Comparison: ATXP Integration vs. Direct Service Credentials
| Direct service credentials | ATXP | |
|---|---|---|
| API keys to manage | 1 per service (often 6–12) | 1 total |
| Per-call spending cap | Not available natively | Enforced before execution |
| Per-task budget | Requires custom logic | Native session API |
| Receipt trail | Scattered across service dashboards | Unified, per-agent receipts |
| Adding a new service | New key + new billing account | Add service name to payload |
| Credential rotation | Redeploy per service | One key rotation |
| Audit attribution | Per-service logs, no agent identity | Per-call agent_id |
ATXP Credit Cost Reference for Common AutoGen Tool Calls
| Service | Typical call cost | Recommended max_credits |
|---|---|---|
| Perplexity search (standard) | 0.02–0.05 credits | 0.10 |
| Tavily search | 0.01–0.03 credits | 0.05 |
| Firecrawl page scrape | 0.05–0.15 credits | 0.25 |
| Jina reader (single URL) | 0.01–0.02 credits | 0.05 |
| News API query | 0.03–0.08 credits | 0.15 |
Set max_credits at 2–3x the typical cost. ATXP charges actual cost; the max is a hard ceiling, not a flat rate.
Frequently Asked Questions
Does ATXP work with AutoGen 2.0 (autogen-agentchat 0.4+)?

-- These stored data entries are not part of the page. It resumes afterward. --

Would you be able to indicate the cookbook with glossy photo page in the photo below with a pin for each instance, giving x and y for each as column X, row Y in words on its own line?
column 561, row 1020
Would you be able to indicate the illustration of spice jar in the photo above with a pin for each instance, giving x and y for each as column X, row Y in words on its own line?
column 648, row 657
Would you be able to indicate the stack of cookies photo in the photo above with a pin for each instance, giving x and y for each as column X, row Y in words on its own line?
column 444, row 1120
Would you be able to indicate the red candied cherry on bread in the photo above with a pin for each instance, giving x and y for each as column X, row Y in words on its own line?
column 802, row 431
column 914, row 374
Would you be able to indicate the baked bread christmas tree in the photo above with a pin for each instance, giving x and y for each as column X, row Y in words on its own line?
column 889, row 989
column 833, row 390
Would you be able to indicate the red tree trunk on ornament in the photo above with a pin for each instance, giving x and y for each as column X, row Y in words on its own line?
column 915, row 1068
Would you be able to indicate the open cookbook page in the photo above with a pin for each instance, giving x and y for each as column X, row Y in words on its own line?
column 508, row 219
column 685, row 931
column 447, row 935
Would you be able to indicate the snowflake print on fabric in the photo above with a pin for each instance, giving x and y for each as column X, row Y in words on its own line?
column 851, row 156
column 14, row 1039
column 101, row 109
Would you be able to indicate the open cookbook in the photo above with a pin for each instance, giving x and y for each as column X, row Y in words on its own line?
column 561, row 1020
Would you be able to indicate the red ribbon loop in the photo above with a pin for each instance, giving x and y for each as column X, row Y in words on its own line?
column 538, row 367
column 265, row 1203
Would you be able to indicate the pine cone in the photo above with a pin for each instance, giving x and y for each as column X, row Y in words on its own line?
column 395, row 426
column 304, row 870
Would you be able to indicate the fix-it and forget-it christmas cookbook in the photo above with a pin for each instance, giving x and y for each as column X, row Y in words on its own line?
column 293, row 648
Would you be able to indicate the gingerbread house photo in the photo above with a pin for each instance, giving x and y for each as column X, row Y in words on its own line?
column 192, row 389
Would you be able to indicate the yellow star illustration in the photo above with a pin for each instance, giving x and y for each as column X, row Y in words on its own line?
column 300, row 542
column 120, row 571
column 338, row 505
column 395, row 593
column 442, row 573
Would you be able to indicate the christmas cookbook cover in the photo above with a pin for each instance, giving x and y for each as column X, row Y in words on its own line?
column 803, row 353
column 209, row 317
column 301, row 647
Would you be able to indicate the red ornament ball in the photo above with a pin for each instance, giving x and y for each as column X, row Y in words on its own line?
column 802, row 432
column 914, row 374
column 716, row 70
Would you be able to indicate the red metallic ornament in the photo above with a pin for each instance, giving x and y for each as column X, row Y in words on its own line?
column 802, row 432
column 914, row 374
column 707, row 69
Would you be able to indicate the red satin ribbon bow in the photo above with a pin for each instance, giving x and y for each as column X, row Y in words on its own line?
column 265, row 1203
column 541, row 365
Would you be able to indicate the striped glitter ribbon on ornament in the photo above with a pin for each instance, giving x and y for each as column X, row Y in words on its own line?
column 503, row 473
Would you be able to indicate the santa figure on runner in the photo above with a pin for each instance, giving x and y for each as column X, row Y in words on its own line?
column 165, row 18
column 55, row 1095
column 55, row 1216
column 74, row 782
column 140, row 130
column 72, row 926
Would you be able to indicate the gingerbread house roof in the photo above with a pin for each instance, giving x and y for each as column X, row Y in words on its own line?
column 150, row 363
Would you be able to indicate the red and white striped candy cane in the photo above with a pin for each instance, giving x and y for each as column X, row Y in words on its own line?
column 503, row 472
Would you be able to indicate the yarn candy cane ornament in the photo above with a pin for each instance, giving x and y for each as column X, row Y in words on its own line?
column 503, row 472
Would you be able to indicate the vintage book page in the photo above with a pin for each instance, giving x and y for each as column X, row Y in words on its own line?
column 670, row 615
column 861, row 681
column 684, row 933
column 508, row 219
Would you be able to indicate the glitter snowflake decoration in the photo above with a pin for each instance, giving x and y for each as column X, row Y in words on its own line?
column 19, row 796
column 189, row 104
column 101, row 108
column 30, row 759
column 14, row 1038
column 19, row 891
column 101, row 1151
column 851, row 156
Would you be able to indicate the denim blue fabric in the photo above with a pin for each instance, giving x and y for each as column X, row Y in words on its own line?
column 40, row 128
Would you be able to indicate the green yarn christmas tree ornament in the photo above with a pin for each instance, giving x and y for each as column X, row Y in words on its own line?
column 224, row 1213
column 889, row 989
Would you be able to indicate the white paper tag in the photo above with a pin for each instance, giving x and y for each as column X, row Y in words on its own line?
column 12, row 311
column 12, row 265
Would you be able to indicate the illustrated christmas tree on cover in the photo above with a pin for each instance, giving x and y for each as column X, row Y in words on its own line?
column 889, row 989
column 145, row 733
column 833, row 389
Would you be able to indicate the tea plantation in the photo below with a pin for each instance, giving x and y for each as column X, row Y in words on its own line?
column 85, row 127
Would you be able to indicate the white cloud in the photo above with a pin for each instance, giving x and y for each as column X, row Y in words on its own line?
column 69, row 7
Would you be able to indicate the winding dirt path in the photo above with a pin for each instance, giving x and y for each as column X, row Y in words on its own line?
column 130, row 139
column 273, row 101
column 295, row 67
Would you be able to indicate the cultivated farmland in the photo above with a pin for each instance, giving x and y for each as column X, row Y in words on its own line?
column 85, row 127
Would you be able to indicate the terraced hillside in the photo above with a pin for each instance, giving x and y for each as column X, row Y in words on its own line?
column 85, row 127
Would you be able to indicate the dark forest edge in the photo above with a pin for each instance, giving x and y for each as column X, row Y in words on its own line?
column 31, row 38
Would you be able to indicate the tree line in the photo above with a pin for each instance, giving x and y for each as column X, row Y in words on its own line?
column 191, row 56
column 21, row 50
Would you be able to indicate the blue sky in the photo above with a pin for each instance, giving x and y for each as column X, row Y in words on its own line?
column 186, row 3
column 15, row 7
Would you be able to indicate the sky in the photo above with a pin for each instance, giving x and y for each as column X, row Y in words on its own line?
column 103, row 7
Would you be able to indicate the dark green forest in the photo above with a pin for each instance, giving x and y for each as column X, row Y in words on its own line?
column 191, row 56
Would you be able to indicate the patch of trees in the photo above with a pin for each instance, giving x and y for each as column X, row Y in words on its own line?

Yes. The integration is framework-agnostic — you’re calling ATXP’s REST API directly. The tool registration syntax differs between AutoGen 0.2.x and 0.4+, but the atxp_pay function is identical. In 0.4+, register the tool using FunctionTool from autogen_core.tools instead of the functions key in llm_config.
What happens when an AutoGen agent tries to spend past the session budget?
ATXP returns session_budget_exceeded before executing the upstream call. No credits are deducted. The agent receives the error as a tool call result and can report back cleanly — there’s no partial execution or surprise charge.
Can I use ATXP in a GroupChat with multiple AutoGen agents all making payments?
Yes. Pass the same session_id to all agents that need payment access. ATXP tracks cumulative spending against the session regardless of which agent initiated each call. The total budget cap applies across all agents in the session — individual agents don’t each get the full budget.
Does ATXP record which agent made each call?
Yes. Include agent_id in each pay request and ATXP attributes the receipt to that agent. In multi-agent setups, use distinct agent_id values per agent (e.g., autogen-planner, autogen-researcher) so you can audit spending by role after a run.
Can subagents have their own separate budgets within a task?
Yes — create child sessions under a parent task session. The orchestrator holds the parent; each subagent gets a child session with its own cap. This prevents any single subagent from consuming the full task budget while still keeping total spend bounded. See How to Give an AI Agent a Budget for configuration patterns.